In a CUDA C project, I would like to try and use the Thrust library in order to find the maximum element inside an array of floats. It seems like the Thrust function thrust::max_element() is what I need. The array on which I want to use this function is the result of a cuda kernel (which seems to work fine) and so it is already present in device memory when calling thrust::max_element(). I am not very familiar with the Thrust library but after looking at the documentation for thrust::max_element() and reading the answers to similar questions on this site, I thought I had grasped the working principles of this process. Unfortunately I get wrong results and it seems that I am not using the library functions correctly.

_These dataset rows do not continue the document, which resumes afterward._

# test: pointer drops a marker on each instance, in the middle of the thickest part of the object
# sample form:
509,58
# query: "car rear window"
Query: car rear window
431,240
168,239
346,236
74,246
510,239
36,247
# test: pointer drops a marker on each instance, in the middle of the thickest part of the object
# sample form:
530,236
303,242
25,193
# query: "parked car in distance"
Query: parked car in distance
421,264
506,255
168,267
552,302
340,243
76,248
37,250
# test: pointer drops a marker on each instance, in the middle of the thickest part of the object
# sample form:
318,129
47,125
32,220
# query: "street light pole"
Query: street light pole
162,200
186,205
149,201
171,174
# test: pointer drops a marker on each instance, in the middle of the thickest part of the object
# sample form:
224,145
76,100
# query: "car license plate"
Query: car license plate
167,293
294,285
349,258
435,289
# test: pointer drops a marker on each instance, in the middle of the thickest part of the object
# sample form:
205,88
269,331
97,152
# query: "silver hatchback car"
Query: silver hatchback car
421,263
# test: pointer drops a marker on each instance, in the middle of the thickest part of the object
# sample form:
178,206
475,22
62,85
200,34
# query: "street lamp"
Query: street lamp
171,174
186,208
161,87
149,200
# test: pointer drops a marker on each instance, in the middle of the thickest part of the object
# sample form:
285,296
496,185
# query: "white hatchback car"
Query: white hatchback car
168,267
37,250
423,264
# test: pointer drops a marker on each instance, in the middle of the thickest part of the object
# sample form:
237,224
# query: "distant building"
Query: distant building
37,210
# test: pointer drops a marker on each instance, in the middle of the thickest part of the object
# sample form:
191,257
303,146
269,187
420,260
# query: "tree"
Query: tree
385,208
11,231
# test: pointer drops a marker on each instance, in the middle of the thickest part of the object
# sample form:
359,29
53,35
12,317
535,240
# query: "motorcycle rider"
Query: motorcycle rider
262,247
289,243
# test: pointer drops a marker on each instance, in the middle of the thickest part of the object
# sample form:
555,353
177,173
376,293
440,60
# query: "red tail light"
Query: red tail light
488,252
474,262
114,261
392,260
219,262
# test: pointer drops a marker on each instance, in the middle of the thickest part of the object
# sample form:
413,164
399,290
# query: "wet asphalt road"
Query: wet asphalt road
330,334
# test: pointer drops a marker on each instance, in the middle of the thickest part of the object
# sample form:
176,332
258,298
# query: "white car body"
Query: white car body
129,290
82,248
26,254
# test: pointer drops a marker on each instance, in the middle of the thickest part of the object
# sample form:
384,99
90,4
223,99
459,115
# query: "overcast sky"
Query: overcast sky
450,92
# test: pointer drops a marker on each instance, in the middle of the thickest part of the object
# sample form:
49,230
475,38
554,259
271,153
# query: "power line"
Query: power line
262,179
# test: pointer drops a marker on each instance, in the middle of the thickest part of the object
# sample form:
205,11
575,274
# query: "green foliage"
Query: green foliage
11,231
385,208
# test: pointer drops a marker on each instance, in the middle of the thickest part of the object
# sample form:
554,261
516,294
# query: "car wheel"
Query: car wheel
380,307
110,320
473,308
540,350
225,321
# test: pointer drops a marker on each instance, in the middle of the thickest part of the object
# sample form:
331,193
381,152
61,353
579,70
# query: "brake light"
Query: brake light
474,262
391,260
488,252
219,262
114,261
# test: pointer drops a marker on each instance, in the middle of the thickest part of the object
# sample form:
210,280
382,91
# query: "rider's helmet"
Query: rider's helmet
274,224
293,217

Can somebody please tell me what is wrong in my code?
float* deviceArray;
float* max;
int length = 1025;
*max = 0.0f;
size = (int) length*sizeof(float);
cudaMalloc(&deviceArray, size);
cudaMemset(deviceArray, 0.0f, size);
// here I launch a cuda kernel which modifies deviceArray
thrust::device_ptr<float> d_ptr = thrust::device_pointer_cast(deviceArray);
*max = *(thrust::max_element(d_ptr, d_ptr + length));
I use the following headers:
#include <thrust/extrema.h>
#include <thrust/device_ptr.h>
I keep getting zero values for *max even though I am sure that deviceArray contains non-zero values after running the kernel. I am using nvcc as a compiler (CUDA 7.0) and I am running the code on a device with compute capability 3.5.
Any help would be much appreciated. Thanks.